A PROCISSÃO DE SÃO BENEDITO

Era dia de festa na paróquia. A festa de São Benedito chegava ao seu final: após a série de novenas noturnas e da animada quermesse, chegou o dia do padroeiro dos congadeiros e das pessoas de cor. A programação, constante dos grandes cartazes impressos espalhados pelos quatro cantos da cidade e pelas principais fazendas e distritos do município, era seguida à risca. Pois se os devotos, os patronos e os voluntários que atendiam nas barraquinhas eram competentes nos seus compromissos e serviços, era forçoso que também a parte sacra fosse realizada de maneira eficaz e dentro dos horários estabelecidos.

Padre Ranzine não tinha grande entusiasmo pelo santo negro. Desde a construção da pequena igreja de São Benedito havia uma certa pendência entre o pároco e os devotos que freqüentavam a capela do alto da cidade. Mas, enfim, a renda que a quermesse proporcionava à paróquia era boa e ajudava bastante nas obras sociais. Por isso e para manter os congadeiros longe da Igreja Matriz, o pároco aquiescia em celebrar todas as cerimônias religiosas da festa do padroeiro dos negros.

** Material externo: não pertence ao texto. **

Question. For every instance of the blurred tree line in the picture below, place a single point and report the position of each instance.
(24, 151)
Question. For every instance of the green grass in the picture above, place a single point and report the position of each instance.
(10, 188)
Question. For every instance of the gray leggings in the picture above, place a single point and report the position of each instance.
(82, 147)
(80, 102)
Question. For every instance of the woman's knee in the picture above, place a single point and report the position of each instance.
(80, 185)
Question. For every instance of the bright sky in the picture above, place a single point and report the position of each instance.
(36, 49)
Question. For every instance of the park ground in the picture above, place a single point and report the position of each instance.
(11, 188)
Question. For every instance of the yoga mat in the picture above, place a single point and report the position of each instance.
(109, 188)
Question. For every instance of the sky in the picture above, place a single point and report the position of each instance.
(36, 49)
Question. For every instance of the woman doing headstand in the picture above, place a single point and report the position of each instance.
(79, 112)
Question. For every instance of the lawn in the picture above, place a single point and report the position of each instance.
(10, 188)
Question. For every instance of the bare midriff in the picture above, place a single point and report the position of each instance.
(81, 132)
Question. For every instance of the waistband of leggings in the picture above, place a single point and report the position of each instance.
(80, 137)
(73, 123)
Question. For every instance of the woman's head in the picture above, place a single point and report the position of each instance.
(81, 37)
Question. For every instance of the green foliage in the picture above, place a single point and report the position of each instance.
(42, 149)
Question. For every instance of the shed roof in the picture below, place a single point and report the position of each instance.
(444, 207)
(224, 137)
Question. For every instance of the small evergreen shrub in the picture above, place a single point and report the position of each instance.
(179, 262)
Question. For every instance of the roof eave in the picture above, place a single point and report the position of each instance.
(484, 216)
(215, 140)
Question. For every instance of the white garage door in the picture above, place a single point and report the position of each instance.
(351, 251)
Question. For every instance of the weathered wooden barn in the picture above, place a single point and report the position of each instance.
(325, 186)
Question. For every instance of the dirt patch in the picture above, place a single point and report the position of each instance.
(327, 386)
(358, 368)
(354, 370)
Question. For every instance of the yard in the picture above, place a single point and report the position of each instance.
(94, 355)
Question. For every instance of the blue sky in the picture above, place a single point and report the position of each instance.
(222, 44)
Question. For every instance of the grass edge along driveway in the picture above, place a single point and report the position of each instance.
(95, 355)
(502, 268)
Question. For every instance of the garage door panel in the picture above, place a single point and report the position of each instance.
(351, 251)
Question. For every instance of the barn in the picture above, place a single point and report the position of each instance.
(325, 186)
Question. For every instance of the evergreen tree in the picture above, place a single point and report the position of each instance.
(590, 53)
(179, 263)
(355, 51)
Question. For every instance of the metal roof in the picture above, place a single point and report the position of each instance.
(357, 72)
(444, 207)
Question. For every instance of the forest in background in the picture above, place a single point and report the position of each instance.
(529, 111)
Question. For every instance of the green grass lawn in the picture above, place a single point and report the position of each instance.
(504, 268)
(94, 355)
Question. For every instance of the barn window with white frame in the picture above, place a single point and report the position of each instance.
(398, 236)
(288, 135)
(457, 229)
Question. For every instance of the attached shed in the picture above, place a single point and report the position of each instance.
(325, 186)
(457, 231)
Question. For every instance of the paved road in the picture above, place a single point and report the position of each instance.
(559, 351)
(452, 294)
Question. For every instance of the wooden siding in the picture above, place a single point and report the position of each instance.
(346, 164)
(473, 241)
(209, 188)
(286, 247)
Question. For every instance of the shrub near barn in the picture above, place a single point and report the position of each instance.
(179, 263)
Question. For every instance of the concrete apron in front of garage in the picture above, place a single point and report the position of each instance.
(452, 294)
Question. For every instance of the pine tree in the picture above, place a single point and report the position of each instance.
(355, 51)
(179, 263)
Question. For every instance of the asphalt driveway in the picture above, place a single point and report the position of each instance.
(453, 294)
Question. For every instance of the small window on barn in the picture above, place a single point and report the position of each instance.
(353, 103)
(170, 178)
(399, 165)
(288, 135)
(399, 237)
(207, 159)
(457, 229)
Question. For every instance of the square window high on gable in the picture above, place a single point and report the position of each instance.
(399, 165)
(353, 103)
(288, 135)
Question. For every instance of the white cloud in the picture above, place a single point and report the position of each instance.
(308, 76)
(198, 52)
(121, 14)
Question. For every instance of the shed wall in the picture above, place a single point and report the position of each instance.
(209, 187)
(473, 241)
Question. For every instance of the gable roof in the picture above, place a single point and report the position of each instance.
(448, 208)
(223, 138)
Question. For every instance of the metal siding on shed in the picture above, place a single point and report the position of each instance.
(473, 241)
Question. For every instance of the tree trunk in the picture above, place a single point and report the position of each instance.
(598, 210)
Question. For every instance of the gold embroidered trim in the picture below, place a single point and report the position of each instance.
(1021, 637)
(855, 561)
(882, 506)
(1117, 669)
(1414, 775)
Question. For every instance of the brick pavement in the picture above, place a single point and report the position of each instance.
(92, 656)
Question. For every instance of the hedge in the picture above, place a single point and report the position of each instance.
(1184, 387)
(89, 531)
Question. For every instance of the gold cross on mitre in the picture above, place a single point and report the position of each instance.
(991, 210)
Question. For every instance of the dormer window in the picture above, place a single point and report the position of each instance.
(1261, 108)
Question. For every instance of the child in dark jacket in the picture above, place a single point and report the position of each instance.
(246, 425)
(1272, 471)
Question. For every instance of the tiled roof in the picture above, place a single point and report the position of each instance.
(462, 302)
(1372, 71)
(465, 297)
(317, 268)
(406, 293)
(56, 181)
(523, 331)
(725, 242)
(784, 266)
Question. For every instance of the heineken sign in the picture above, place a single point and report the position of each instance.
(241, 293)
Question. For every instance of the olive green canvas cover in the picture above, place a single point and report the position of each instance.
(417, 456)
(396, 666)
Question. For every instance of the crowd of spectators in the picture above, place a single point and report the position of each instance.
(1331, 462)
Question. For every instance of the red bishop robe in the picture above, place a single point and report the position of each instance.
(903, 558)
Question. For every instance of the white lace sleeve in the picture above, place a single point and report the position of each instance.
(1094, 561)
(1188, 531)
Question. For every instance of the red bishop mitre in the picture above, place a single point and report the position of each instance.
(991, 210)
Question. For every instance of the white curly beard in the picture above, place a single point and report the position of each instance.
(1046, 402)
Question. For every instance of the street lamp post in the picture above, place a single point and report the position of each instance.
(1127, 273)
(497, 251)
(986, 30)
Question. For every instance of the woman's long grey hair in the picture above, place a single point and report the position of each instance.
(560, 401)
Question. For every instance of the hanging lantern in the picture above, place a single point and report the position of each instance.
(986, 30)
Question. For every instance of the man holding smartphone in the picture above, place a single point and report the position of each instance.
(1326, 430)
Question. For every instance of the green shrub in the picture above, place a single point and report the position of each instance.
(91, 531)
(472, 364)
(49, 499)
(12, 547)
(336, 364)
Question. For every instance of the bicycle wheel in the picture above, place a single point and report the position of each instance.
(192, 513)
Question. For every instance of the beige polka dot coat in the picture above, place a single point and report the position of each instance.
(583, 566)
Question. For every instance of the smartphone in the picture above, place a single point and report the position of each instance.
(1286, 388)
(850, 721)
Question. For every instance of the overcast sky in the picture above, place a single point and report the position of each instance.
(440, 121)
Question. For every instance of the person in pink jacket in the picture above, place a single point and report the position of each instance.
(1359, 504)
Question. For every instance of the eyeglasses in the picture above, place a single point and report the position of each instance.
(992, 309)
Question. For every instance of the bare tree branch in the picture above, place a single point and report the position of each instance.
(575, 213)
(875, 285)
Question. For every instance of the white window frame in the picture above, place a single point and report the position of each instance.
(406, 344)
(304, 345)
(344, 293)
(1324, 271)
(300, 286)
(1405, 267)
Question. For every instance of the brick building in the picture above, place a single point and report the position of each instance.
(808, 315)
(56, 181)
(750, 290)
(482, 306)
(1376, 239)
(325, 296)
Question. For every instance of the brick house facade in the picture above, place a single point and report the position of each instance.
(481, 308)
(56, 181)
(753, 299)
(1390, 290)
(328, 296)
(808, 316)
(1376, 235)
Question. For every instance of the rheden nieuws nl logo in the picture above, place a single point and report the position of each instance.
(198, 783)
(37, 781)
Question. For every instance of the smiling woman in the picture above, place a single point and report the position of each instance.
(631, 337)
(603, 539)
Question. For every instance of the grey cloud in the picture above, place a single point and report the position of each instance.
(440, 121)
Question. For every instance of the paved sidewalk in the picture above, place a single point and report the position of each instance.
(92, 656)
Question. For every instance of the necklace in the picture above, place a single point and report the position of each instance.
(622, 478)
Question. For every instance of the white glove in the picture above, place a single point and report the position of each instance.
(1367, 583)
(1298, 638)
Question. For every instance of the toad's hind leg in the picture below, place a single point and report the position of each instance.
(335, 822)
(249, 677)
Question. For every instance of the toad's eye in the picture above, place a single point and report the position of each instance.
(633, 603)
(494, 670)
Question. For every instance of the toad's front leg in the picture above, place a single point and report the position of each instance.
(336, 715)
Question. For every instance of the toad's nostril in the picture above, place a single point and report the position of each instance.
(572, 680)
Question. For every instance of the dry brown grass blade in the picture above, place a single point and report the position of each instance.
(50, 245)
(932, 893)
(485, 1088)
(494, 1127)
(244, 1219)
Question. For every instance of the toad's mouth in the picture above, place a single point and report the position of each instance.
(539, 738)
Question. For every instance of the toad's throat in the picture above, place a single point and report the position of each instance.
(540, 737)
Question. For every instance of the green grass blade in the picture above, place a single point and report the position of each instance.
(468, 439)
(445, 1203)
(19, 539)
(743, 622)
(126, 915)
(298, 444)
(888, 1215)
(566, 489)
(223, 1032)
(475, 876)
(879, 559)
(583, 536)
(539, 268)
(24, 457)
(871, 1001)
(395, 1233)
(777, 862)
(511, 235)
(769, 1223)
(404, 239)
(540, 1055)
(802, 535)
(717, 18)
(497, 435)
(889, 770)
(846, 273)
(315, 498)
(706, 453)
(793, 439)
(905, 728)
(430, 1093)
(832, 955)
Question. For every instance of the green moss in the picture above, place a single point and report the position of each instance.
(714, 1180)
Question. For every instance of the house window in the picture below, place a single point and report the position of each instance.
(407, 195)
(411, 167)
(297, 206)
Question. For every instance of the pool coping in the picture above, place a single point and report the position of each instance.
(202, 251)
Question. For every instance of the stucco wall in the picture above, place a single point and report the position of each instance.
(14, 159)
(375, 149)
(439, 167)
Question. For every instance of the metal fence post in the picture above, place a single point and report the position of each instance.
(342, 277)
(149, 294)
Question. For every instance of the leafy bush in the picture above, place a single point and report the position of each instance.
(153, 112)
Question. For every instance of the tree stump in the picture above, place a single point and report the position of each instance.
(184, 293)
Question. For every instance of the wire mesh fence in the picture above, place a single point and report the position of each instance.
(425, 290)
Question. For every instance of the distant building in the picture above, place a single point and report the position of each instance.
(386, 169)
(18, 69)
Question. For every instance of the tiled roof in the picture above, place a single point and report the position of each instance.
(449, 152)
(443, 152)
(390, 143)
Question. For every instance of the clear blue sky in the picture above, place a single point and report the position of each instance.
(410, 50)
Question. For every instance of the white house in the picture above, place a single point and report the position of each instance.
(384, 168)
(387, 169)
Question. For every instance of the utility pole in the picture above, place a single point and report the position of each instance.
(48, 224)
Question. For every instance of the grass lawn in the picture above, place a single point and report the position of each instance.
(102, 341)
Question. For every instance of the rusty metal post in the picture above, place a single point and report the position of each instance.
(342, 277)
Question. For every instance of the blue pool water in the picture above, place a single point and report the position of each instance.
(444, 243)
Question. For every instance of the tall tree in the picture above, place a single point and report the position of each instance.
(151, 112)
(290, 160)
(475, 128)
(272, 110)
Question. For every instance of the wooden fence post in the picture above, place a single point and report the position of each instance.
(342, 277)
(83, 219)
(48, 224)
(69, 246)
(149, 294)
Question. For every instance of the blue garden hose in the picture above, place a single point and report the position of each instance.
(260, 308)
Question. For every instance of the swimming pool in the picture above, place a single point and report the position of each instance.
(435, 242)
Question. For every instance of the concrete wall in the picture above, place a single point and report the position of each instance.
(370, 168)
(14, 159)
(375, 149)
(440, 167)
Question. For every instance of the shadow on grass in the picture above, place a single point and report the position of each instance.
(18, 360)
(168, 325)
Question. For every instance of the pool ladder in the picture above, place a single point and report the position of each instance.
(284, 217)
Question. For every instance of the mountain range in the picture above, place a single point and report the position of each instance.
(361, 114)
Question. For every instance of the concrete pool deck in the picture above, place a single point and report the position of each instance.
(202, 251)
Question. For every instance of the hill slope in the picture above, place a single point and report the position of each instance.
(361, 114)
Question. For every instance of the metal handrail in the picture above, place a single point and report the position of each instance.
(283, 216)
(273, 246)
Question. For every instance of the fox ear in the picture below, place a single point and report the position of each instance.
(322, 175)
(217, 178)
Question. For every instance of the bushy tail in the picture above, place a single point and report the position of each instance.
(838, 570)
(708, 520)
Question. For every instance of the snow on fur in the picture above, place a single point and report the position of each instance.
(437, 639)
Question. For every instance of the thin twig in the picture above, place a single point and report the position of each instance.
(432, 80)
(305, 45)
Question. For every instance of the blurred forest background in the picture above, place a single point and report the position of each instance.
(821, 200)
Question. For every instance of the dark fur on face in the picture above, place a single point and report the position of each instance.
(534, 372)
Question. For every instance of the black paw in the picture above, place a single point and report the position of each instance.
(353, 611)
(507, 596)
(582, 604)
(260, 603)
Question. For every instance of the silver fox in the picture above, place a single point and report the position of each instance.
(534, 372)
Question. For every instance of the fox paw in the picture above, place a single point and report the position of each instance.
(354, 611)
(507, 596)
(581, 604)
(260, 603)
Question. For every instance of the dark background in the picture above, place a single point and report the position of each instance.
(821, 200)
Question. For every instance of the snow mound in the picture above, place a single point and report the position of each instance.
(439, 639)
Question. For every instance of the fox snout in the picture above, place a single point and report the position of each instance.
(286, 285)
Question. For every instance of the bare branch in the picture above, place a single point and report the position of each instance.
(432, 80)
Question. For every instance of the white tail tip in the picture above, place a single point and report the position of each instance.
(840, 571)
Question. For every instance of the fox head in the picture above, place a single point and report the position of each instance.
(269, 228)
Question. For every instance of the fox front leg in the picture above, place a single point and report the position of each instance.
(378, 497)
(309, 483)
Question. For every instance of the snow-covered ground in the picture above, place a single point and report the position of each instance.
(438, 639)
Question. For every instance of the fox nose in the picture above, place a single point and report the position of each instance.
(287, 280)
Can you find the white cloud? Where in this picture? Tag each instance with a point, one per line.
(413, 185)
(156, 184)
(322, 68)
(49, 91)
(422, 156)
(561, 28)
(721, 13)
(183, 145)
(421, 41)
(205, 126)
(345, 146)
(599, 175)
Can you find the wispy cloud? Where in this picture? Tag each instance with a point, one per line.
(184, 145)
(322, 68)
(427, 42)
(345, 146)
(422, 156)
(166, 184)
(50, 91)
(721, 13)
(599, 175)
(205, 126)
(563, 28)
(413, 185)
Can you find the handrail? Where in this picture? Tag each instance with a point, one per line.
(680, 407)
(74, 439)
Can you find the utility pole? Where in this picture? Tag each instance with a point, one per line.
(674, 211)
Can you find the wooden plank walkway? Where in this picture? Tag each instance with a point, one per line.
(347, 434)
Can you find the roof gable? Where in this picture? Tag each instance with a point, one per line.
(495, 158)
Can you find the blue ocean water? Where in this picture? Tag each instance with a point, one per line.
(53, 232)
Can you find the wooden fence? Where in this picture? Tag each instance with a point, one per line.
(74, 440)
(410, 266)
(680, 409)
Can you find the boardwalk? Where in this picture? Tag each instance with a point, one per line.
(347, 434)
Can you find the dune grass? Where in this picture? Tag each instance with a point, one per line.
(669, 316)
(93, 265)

— Vamos, Carmelo, apresse a colocação da imagem no andor. Está quase na hora da procissão.

O sacristão se desdobrava para ajudar o padre. Sozinho, tinha de preparar o altar, dispor os paramentos sobre a mesa, encher de vinho e água as galhetas, avisar, com sinais, ao sineiro os momentos de iniciar a badalação, num corre-corre sem descanso.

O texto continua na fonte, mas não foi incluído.